Everyone wants to build wealth through homeownership, but the state of the economy has made it harder to get through the door. Is a 40-year mortgage a good idea?
Here’s what you need to know.
40 Year Mortgages? Since when?
We’re on the ground floor, as it were, for this new development. 40-year mortgages were just approved by the FHA in early 2023, ostensibly to help first-time buyers by stretching out payments over an additional decade. It’s also a refinance option for current homeowners.
The 40-year mortgage option also seeks to address a lack of equity within the housing market by appealing to prospective buyers who were impacted historically or by the COVID-19 pandemic.
What’s the difference between a 30-year and a 40-year mortgage?
Obviously, the 40-year option is a third longer. You’re signing on for an additional 120 payments. You’ll also pay substantially more in interest over the life of the loan.
There’s also no guarantee that a lender will necessarily go for a 40-year loan. If you’re looking into this right now, you’ll see that many mortgage calculators haven’t been updated yet to reflect this new option. Lenders are still adjusting to the changes and may not offer this option yet, or at all. Some lenders consider 40-year mortgages to be too risky, given the additional 10 years of payments.
Here’s an example of the difference between 30 and 40-year mortgages. We calculated this using Mortgage Calculator. This is at 6% interest on a reasonably priced 300,000 house with 10% down. Keep in mind that 6% is a good deal right now, and people are unfortunately buying houses at higher rates.
These are just estimates, but you can see that the difference in payments is only about $133 a month. Granted, these estimates are with taxes, insurance, and .5% PMI (no HOA, we were generous).
But maybe you’ve got great credit and you can get a better interest rate. Here are the numbers at 3%.
The lower interest rate makes a difference when it comes to the monthly payment; this time there’s a difference of about $172. If rates come down, then sure, you might get this rate, but it might be years.
This is a relatively cheap house though. How much is something a bit bigger?

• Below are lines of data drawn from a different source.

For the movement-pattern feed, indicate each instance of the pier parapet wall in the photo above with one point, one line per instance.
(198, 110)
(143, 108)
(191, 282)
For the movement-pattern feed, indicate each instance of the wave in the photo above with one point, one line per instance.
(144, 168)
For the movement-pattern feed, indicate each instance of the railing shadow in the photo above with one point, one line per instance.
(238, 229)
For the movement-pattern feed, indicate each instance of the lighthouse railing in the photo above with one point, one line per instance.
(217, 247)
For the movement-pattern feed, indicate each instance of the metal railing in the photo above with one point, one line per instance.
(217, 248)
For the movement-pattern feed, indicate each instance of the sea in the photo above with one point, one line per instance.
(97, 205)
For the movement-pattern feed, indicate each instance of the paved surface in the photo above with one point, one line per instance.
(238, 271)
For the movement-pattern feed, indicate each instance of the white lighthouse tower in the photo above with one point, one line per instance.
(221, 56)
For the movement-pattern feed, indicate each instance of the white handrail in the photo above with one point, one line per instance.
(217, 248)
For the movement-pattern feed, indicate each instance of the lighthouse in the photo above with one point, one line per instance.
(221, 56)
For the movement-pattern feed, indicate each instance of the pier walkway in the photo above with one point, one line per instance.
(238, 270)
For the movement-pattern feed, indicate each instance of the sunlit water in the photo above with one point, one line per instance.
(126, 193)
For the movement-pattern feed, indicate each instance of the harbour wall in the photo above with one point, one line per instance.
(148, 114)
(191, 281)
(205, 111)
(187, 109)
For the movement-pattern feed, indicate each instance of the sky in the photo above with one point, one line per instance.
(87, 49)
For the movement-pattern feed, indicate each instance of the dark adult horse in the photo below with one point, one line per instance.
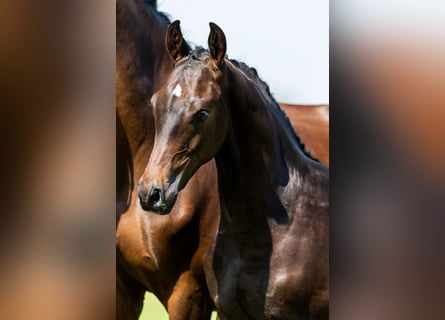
(162, 254)
(312, 124)
(270, 256)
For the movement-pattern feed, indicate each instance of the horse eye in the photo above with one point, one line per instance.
(202, 115)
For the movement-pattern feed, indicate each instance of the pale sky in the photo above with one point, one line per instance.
(287, 41)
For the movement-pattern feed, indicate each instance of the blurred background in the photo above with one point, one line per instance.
(387, 162)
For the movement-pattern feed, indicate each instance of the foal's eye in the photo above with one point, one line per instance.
(201, 115)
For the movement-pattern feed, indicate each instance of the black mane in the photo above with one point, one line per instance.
(253, 75)
(199, 53)
(154, 5)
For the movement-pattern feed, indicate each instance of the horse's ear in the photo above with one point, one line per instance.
(217, 44)
(176, 45)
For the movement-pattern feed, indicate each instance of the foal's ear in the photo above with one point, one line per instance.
(217, 44)
(176, 45)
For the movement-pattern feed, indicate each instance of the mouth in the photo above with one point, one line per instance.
(157, 200)
(162, 207)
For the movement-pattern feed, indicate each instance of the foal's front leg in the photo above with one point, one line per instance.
(190, 299)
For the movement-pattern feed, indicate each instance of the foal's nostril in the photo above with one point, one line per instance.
(155, 196)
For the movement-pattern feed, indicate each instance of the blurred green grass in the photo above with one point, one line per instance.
(154, 310)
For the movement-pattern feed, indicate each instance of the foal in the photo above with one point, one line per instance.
(269, 259)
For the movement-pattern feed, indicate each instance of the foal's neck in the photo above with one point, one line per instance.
(259, 154)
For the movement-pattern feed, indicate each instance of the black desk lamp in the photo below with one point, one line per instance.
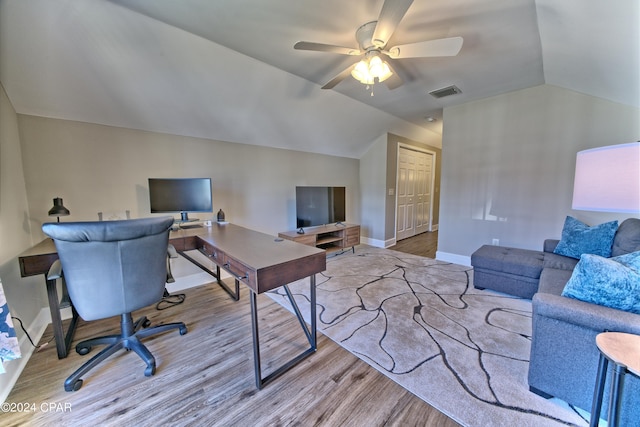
(58, 209)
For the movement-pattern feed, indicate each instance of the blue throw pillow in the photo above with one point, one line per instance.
(578, 238)
(612, 282)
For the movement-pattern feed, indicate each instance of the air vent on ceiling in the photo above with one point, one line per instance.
(446, 91)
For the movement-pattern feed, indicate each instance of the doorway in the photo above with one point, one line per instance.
(414, 182)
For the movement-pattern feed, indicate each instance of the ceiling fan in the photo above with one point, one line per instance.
(372, 39)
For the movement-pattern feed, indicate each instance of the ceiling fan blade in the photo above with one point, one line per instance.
(395, 80)
(340, 77)
(390, 16)
(430, 48)
(320, 47)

There’s a lot going on here. First off, we can see that the gap between payments at the 6% rate is still relatively low at about $212. At 3% interest, it’s about $286.

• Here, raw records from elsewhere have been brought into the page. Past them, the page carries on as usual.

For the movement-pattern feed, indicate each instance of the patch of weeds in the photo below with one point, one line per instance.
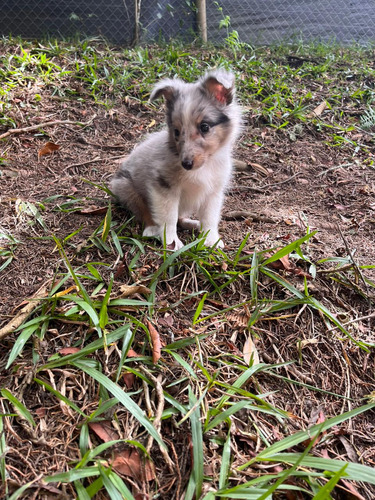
(367, 120)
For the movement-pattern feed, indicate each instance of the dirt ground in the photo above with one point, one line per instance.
(293, 181)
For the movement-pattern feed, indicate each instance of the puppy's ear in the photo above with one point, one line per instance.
(220, 85)
(165, 88)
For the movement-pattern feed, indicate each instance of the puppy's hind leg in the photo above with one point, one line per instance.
(165, 215)
(123, 189)
(189, 224)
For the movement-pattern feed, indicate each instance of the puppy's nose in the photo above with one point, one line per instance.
(187, 164)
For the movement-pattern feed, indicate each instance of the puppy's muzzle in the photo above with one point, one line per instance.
(187, 164)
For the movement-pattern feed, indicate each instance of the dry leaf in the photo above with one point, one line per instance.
(47, 149)
(68, 350)
(129, 463)
(250, 352)
(128, 290)
(167, 321)
(132, 354)
(156, 343)
(306, 342)
(93, 211)
(25, 311)
(285, 264)
(319, 109)
(260, 169)
(129, 379)
(104, 430)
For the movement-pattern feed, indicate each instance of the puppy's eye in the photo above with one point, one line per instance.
(204, 127)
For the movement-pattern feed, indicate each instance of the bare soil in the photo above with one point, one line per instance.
(293, 181)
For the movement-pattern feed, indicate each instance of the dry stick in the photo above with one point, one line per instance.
(46, 124)
(355, 320)
(24, 312)
(158, 416)
(239, 214)
(83, 163)
(281, 182)
(356, 267)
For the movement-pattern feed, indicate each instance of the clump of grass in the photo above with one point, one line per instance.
(202, 389)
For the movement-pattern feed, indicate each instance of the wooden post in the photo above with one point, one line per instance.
(137, 15)
(202, 19)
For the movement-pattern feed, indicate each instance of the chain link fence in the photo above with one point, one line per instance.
(257, 22)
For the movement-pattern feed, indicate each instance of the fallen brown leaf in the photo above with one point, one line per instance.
(156, 343)
(68, 350)
(93, 211)
(104, 430)
(21, 316)
(319, 109)
(129, 463)
(250, 352)
(47, 149)
(285, 264)
(128, 290)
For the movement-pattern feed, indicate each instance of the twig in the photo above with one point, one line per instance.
(246, 188)
(356, 267)
(46, 124)
(82, 164)
(355, 320)
(20, 317)
(281, 182)
(239, 214)
(158, 416)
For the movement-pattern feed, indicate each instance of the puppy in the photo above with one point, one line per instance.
(184, 169)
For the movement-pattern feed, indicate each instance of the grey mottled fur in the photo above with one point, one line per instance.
(185, 168)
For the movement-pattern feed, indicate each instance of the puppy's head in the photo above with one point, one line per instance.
(200, 117)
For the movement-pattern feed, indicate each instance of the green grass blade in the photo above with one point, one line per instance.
(3, 450)
(60, 396)
(107, 223)
(111, 489)
(89, 349)
(325, 491)
(103, 315)
(20, 408)
(121, 486)
(122, 397)
(171, 258)
(20, 343)
(225, 462)
(353, 471)
(81, 491)
(227, 413)
(301, 436)
(81, 288)
(199, 308)
(288, 249)
(197, 438)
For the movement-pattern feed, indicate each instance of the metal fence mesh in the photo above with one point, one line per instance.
(256, 21)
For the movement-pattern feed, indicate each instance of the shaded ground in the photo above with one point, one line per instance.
(295, 180)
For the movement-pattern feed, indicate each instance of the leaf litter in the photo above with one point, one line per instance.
(317, 177)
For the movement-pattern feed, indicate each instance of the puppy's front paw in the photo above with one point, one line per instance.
(215, 240)
(151, 231)
(175, 245)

Second, we see that a 40-year mortgage at 6% means you’ll have paid more than twice the asking price of the house.
Sure, houses can appreciate in value, but what if yours depreciates? You can’t necessarily control the neighborhood, especially since we factored these numbers without an HOA fee. Forty years ago, the average house cost 75k in the US. Now, you’d put up almost that much as a down payment. Neighborhoods shift and rezone, and what might be an up-and-coming area might end up as a bunch of burned-out strip malls.
Long Term Planning
There are a lot of factors to consider before taking on a mortgage, and even more with a 40-year loan.
Longevity of the Loan and Lender
Much like the FIRE concept, you have to consider your age. Thirty years is already a long time for a mortgage, but 40 pushes the clock back even more. If you’re a 30-year-old first-time buyer, and you’re considering a 40-year mortgage, you’ll be 70 when it’s paid off.
Sure, everyone wants to live forever, but will you? Plenty of people don’t make it to 70. Will you be able to cover those last years of payments when you’re in your 50s and 60s? Will you still feasibly be able to work? Bear in mind that recent numbers in the US suggest a life expectancy of 73 for men and 79 for women. If you take on a 40-year mortgage as a 33-year-old man, you could be in debt until death. Golden years, indeed.
Part of the reason you buy property is the intrinsic value.
However, given the numbers above, are you sure that your house will be worth what you paid for it, or will you be perpetually underwater? Is it worth it to you to have a house, even if you overpay for it?
Bear in mind that houses require constant maintenance and upkeep. Are you going to update the furnishings after 40 years? What about the roof or the foundation?
There’s no calling the landlord or maintenance to come to fix a leak or anything else when you’re a homeowner. All homes experience wear and tear, and you can reasonably expect bills in the hundreds or thousands of dollars for necessary occasional repairs. Your hot water heater will eventually go out. The toilet will clog.
Forever Loans and Homes
There’s a checklist of questions you need to have answers for before taking on this kind of debt.
- How long do you reasonably expect to be in this property, or this loan?
- Do you plan on refinancing, or will you be in a position to refinance?
- Does the slightly lower monthly payment make that much of a difference?
A 40-year plan can mean a lower monthly payment if you can secure a lower interest rate. However, this comes at the cost of not only an additional decade of payments but hundreds of thousands of dollars of interest…just to save a couple of hundred bucks a month. That’s if you can even find a lender who will approve this kind of financing.
Taking on a mortgage comes with some hard questions. If a couple of hundred bucks is going to make or break you, you might need to reconsider. We aren’t advocating for renting, but being house poor comes with its own set of problems.